The technology industry has continued to advance, causing ripple effects on different industries, including journalism. Deepfakes, a portmanteau of deep learning and fake, is a disruptive technology that fabricates photos, videos, and media types with high accuracy to the point of being convincing. Unfortunately, deepfakes have the ability to share fake news, cause misinformation, and jeopardize the credibility of journalistic sources. That is why the journalistic community must maintain ethical guidelines to ensure that the use of deepfake is transparent and acknowledges when and how it has been employed. However, deepfakes can be useful to the journalism industry as they offer new investigative journalism avenues, bring a new level of immersion and understanding to readers, and protect journalists located in jurisdictions with oppressive regimes on free-speech policies.

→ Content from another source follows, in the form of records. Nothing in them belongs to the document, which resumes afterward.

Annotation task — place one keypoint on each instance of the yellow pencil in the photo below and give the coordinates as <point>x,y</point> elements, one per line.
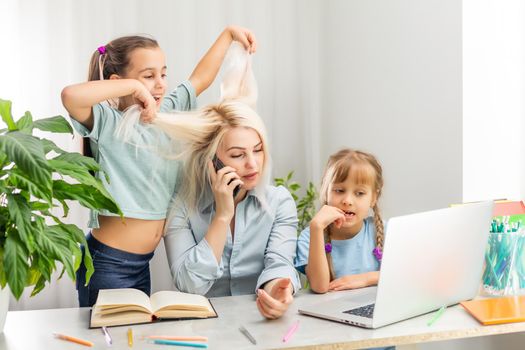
<point>130,337</point>
<point>73,339</point>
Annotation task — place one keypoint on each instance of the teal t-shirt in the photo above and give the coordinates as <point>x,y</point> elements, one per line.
<point>349,256</point>
<point>141,181</point>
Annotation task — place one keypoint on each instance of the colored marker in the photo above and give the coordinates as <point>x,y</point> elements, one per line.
<point>180,343</point>
<point>437,315</point>
<point>248,335</point>
<point>109,341</point>
<point>130,337</point>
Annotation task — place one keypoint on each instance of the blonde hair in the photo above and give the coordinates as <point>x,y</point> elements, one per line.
<point>195,136</point>
<point>199,134</point>
<point>364,169</point>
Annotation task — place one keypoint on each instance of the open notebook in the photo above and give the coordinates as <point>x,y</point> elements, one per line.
<point>123,306</point>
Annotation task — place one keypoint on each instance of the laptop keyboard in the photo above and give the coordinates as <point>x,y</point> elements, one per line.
<point>363,311</point>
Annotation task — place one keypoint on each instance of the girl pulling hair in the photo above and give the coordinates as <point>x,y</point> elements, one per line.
<point>342,248</point>
<point>126,71</point>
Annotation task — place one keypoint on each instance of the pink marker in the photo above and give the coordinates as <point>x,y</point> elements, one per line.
<point>291,331</point>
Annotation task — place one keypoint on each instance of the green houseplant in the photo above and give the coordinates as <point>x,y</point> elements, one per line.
<point>37,179</point>
<point>305,204</point>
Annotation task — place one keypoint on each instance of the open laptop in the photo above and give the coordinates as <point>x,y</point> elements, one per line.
<point>430,259</point>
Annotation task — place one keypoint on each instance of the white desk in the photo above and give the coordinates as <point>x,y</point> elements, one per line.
<point>33,329</point>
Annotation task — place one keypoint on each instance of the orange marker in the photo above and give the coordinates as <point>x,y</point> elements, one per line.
<point>73,339</point>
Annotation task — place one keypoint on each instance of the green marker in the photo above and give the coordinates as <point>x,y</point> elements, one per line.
<point>437,315</point>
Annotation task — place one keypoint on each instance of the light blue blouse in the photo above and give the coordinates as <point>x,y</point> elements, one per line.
<point>263,247</point>
<point>349,256</point>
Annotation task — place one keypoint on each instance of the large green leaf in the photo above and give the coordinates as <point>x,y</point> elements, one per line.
<point>80,160</point>
<point>21,181</point>
<point>5,112</point>
<point>28,154</point>
<point>56,124</point>
<point>51,146</point>
<point>54,243</point>
<point>20,214</point>
<point>78,172</point>
<point>15,262</point>
<point>88,196</point>
<point>25,124</point>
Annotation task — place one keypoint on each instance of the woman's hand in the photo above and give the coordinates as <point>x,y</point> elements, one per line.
<point>327,215</point>
<point>223,182</point>
<point>275,298</point>
<point>360,280</point>
<point>243,36</point>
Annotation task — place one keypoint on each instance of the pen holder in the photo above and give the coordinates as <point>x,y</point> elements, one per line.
<point>504,272</point>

Nonetheless, it is crucial to develop new tools and methods to verify media content, like AI systems designed to detect deepfakes or initiatives like the Content Authenticity Initiative and Project Origin, aimed at developing industry-wide content provenance standards for combating deepfake misinformation.
ExpressVPN is a virtual private network and cybersecurity company that conducted a study to see how deepfakes affect the public’s perception of reality and how it threatens sources of reliable information.
Chrissy Teigen and James O’Malley are among the celebrities and journalists who fell prey to the Midjourney’s deepfake technology that created false images of the Pope in a white Moncler-like coat and former president Donald Trump in an orange prison jumpsuit being arrested.